Eurispes, metà degli italiani costretta a mettere mano ai propri risparmi

Nonostante l’Italia sia ufficialmente entrata in recessione tecnica, i nostri connazionali non vedono tutto nero. Dal il 31esimo Rapporto Italia dell’Eurispes emerge, infatti, che per il 41,8% dei nostri concittadini la situazione economica del Paese è rimasta stabile negli ultimi 12 mesi: si tratta di un valore superiore di quasi 3 punti rispetto al 2018 (quando la percentuale era del 38,9%) e di quasi 20 punti rispetto al 2017 (quando era ferma 22,2%). Non solo. Di pari passo diminuisce il numero dei pessimisti, scesi al 38,6% rispetto al 41,5% del 2018. Il restante 12,7% degli italiani è ottimista, è convinto cioè che le condizioni siano migliorate nell’ultimo anno. Eppure, ben il 45,1% dei cittadini non riesce ad arrivare a fine mese con il solo stipendio: per far fronte a tutte le spese, è costretto a utilizzare i propri risparmi. Una percentuale in crescita rispetto al 2018, quando a dover attingere al proprio gruzzoletto era il 40,7% della popolazione. Il 27,7% ha difficoltà a pagare le utenze e il 21,1% a sostenere le spese mediche. Addirittura, il 32,6% è stato costretto a ricorrere al sostegno economico della propria famiglia di origine e il 10,1% ha chiesto prestiti a privati. Solo il 33% non ha particolari problemi economici e il 22% riesce addirittura a risparmiare.
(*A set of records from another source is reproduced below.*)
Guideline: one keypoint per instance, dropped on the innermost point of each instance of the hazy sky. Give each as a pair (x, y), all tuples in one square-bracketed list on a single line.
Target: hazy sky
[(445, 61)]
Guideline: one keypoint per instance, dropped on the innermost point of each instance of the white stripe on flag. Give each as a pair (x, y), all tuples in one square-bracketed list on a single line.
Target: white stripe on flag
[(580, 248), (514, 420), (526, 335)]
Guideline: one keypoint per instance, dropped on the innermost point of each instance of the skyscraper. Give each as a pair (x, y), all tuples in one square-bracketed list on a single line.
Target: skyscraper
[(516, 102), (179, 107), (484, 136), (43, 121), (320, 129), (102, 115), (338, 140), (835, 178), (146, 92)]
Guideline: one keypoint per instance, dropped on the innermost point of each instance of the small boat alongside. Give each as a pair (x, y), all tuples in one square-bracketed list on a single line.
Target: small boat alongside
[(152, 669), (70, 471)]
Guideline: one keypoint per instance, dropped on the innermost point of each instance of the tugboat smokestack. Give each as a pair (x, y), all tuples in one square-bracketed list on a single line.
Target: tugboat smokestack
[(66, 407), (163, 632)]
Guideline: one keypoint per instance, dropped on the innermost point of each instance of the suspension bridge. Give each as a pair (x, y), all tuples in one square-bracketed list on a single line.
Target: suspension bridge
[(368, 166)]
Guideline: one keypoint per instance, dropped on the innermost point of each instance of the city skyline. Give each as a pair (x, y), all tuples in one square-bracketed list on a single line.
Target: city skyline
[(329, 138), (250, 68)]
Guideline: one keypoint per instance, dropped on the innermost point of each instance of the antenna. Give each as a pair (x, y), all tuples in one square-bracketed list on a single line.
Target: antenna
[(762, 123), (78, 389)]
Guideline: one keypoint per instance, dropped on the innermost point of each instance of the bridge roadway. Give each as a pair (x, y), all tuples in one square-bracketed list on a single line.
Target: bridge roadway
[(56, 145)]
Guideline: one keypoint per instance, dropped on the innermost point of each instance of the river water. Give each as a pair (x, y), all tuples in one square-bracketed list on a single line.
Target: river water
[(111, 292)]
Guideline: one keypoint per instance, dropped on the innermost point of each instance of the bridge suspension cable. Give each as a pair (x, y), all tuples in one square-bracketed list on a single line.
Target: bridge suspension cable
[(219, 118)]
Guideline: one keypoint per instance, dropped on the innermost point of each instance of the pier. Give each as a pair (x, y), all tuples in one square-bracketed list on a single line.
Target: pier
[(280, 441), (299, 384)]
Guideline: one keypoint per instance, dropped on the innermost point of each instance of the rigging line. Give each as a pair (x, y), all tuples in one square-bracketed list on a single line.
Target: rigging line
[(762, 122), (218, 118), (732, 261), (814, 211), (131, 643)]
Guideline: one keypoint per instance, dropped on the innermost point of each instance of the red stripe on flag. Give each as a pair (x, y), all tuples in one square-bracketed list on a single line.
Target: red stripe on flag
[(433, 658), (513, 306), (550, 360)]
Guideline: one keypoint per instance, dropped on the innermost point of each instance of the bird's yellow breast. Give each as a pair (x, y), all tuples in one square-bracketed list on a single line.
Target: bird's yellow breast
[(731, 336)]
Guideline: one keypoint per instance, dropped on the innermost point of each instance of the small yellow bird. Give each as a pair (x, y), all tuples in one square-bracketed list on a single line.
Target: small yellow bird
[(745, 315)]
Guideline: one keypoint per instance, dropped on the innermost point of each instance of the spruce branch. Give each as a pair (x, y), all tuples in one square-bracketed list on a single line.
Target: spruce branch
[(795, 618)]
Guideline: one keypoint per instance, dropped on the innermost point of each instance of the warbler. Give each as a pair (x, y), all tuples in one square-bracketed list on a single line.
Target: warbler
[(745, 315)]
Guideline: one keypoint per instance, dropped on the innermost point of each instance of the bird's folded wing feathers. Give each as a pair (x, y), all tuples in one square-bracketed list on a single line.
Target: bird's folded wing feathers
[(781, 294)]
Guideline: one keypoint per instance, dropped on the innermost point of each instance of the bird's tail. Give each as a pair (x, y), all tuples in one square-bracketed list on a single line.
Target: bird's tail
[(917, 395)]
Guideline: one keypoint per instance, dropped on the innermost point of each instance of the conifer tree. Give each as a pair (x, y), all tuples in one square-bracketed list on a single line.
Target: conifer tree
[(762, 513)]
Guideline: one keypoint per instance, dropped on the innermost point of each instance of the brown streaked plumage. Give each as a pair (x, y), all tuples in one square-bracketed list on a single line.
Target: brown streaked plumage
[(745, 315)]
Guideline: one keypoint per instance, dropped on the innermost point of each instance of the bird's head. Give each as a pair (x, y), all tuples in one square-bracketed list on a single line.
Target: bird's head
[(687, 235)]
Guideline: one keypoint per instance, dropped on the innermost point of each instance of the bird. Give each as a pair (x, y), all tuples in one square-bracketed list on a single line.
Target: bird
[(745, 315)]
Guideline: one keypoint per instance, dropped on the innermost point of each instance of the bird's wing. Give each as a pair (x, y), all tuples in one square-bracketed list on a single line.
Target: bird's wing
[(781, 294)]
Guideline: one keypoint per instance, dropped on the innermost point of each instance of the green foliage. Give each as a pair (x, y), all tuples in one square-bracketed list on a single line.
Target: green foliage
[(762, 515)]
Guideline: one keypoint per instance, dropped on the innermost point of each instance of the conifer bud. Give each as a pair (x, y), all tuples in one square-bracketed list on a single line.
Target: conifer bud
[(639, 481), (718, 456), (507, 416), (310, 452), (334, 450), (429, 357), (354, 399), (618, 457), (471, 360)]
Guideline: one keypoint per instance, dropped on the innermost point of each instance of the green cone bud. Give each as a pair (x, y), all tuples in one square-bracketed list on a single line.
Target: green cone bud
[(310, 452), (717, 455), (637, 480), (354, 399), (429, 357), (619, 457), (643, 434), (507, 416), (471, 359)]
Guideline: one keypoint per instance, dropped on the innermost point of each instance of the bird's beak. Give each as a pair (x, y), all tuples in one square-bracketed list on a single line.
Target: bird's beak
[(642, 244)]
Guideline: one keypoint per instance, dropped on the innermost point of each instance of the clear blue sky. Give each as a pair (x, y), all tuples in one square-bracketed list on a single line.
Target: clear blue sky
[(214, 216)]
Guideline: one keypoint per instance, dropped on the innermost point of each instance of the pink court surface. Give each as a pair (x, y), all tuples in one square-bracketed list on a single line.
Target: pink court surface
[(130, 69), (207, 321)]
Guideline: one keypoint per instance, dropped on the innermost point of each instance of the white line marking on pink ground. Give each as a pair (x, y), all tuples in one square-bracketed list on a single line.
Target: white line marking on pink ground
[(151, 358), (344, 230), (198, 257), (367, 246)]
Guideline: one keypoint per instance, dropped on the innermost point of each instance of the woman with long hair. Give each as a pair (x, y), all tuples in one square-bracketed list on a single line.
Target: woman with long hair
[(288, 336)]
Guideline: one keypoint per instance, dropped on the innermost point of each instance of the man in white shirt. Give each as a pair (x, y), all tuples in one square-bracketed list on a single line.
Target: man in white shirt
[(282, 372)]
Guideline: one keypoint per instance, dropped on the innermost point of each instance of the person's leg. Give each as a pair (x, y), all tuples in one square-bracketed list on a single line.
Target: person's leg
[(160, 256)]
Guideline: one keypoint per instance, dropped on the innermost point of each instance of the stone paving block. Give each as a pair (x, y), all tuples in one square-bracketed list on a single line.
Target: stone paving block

Eurispes: sale la fiducia verso l’Europa e le istituzioni

Per quanto riguarda i consumi, la situazione è praticamente invariata rispetto alla rilevazione precedente. Crescono, però, gli acquisti online: oltre la metà degli italiani compra sul web, soprattutto fra gli uomini. Si registra poi un vero e proprio boom per le spese delle badanti: in un anno sono cresciute del 17,3%.
Inaspettatamente, 6 italiani su 10 vogliono restare in Europa e il 53% è a favore della moneta unica. Altra sorpresa, sale la fiducia verso le istituzioni: 20,8% contro il 13% del 2018 e il 7,7% del 2017.